Whaling was once a substantial industry in the Azores but it was finally banned 25 years ago and harpoons have been replaced with cameras. Sightings are not guaranteed but we were greeted by a couple of sperm whales and some curious dolphins who playfully danced around the catamaran which, our guide told us, always aims to keep a respectful distance between the whales and the boat. “The only problem is the whales,” he told us. “They take no notice of guidelines.”

It was both delightful and tantalizing because though they surfaced frequently they disappeared so quickly that most of my camera shots ended up as images of rippling blue waters. The tour ended with a visit to some volcanic caves carved in the cliffs, where small colourful birds, lizards and bats blinked back at us from the crevices in the rocks.

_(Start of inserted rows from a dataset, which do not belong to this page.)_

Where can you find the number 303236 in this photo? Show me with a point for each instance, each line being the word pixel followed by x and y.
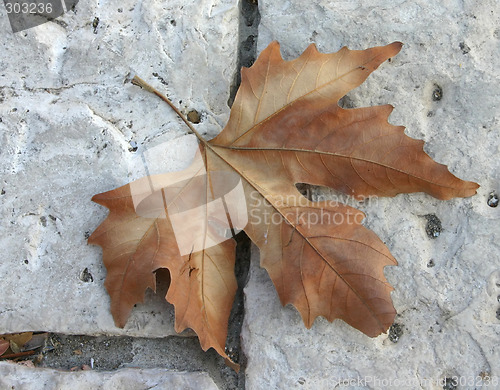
pixel 29 8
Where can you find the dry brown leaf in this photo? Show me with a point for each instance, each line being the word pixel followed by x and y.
pixel 285 128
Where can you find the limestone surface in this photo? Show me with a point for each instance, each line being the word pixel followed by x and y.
pixel 17 376
pixel 72 125
pixel 443 86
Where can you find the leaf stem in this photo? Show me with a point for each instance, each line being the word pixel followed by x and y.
pixel 141 83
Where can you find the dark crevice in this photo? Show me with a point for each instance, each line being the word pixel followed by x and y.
pixel 249 19
pixel 75 352
pixel 247 42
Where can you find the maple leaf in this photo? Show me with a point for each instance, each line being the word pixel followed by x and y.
pixel 285 127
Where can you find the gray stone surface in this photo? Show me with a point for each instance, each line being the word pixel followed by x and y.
pixel 70 122
pixel 446 289
pixel 20 377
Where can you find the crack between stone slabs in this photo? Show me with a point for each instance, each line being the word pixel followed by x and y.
pixel 249 18
pixel 247 41
pixel 172 352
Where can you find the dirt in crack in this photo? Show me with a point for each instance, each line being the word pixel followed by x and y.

Faial has other secrets too. Right in the middle of the island is a large dormant crater, referred only to as the ‘Caldeira’. The approach is through a shaded tunnel but the gush of light that shines out from a scoop-shaped gash, made phenomenal viewing once my eyes were able to adjust. Trust me, it is hard to come to terms with the fact that 1400 feet below at the bottom of the caldeira, where a new forest and lakes have emerged, the trees that looked like small plants are actually hundreds of feet high.

Over on the western side of the island is the desolate, ruined village of Capelinhos. A visit there provides a rare glimpse into the evolution of an island. Just over 50 years ago, a volcanic eruption that lasted 127 days added more than another square mile to the island. It left the area littered with pumice stones, but any thoughts I entertained about bringing some back for my bathroom disappeared when our guide gently but firmly reminded us not to remove anything from the site.

The next morning I took the ferry for a day trip to Pico, appropriately dubbed ‘The Black Island’, where the tortured topography of the terrain is dominated by its towering volcano, which at 2351 metres is the highest point in Portugal.

Touring the coastal roads of Pico it’s easy to see the contrasts with the other islands. This, the second largest of the archipelago, is the youngest at just 700,000 years old, and therefore the least fertile. Minor eruptions over the last few hundred years have created beds of lava quaintly referred to by the islanders as the ‘mistérios’. Yet the inhabitants of Pico have used the volcanic rock to build their homes and as you tour the island you will see an abundance of distinctive black houses and churches with their features picked out in white.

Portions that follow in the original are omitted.